Canadian Headline Inflation Decelerated, Core Didn’t Budge
Canadian households received some temporary relief from the cost of living last month. Seasonally adjusted CPI shows monthly prices fell 0.4% in December, following a flat November. Annual growth of headline CPI fell to 1.8% last month, decelerating 0.1 points from November. At first glance, that looks like solid and encouraging progress. It’s even below the Bank of Canada (BoC) target rate of 2 points, but not so low that it presents deflation concerns.

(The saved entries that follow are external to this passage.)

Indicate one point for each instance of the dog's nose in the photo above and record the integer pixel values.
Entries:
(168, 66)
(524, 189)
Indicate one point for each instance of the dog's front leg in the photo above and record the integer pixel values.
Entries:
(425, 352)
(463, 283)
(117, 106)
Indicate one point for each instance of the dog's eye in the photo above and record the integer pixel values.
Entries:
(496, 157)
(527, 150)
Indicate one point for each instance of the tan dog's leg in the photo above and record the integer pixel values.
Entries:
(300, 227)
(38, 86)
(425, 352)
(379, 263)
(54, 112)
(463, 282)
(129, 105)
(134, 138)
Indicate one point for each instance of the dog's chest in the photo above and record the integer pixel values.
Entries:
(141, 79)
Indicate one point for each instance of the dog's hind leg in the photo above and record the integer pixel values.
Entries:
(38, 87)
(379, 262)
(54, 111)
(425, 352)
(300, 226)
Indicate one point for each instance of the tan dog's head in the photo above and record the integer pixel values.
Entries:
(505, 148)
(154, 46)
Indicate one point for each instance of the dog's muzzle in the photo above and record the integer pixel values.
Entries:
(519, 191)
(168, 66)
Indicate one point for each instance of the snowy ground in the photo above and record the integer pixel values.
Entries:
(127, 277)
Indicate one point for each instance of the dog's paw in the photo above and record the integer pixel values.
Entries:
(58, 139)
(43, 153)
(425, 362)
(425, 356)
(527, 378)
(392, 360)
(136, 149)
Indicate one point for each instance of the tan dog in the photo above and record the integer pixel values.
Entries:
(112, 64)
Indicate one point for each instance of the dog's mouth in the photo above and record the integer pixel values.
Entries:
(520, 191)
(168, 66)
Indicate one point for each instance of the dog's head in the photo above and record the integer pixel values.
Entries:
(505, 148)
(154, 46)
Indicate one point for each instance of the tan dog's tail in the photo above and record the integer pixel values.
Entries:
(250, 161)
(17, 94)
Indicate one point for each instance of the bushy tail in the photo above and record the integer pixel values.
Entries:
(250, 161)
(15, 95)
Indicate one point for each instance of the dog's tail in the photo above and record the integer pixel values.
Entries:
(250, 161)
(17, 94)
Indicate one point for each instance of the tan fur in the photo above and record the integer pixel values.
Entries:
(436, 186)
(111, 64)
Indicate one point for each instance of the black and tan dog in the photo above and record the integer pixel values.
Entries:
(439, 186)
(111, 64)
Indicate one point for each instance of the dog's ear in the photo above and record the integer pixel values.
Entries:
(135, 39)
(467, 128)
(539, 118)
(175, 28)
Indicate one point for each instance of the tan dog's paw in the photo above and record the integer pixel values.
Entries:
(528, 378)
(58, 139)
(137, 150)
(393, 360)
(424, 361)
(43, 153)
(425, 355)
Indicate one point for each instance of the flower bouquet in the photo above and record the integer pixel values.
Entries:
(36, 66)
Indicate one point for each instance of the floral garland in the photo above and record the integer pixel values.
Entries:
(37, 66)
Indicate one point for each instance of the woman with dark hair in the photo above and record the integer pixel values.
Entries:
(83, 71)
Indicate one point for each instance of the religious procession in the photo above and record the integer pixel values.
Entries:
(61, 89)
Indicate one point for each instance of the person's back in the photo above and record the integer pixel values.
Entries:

Central banks tend to filter out the most volatile components, so let’s look at that first. BoC-preferred Core CPI, excluding energy and food, reinforced its position above target with a slight acceleration from 2.07% in November to 2.14% in December. CPI Common also remained at 2.0%, unchanged from November. The slight acceleration would be a nothing burger if the problem didn’t include a temporary reduction in the form of fiscal policy.
Canada’s GST/HST Holiday Temporarily Lowered Inflation
Canadian CPI saw a reduction due to the GST/HST holiday. The temporary measure provides sales taxes relief from December 14th through February 15th, as governments forgo the revenue and add it to public debt. Since CPI includes sales taxes when calculating price growth, Stat Can notes that 1 in 10 CPI components received temporary price relief. According to the agency, the biggest segments impacted are food; alcoholic beverages, tobacco products, and recreational cannabis; recreation, education, and reading; and clothing and footwear.
But wait, there’s more! Certain provinces don’t have a 5% Federal GST, but it’s combined with the provincial sales tax (PST) to create a harmonized sales tax (HST). Those provinces are Ontario, and the Atlantic provinces, which also agreed to waive their portion resulting in a drop of up to 15% on prices. Those provinces helped to push CPI significantly lower, though the chart below highlights how other provinces weren’t vibin’ nearly as much. That sharp discount is still temporary and will result in a sharper correction around March.
Canadian Tax Holiday Impact On Inflation Highlighted In Provincial Breakdown
Change to the annual growth rate of CPI from November to December 2024, broken down by GST vs HST holiday provinces. In percentage points.
Source: Statistics Canada; Better Dwelling.
Canadian Tax Holiday Temporarily Offsets Trend Reversal
Over the past year, much of the decline in CPI has been driven by a base effect in gasoline. The entire deceleration of 0.1 points in November’s headline CPI was due to falling gas prices. That trend wore off in December, with a similar unwinding base effect pushing prices 3.5% higher. Without the GST/HST Holiday, the headline rate of inflation would have climbed significantly—an issue that will likely pick up in March and be released in April, just after the ruling federal party picks its new leader.
Canada’s declining inflation rate may seem odd as the US economy ramps up, and expect that divergence to widen next month. The GST/HST holiday only impacted two weeks in December, but it will reduce the whole month of January—so expect an even sharper decline. The temporary reduction will begin to unwind in February as its phased out, and CPI growth should return with a fury in the March report that gets released in April.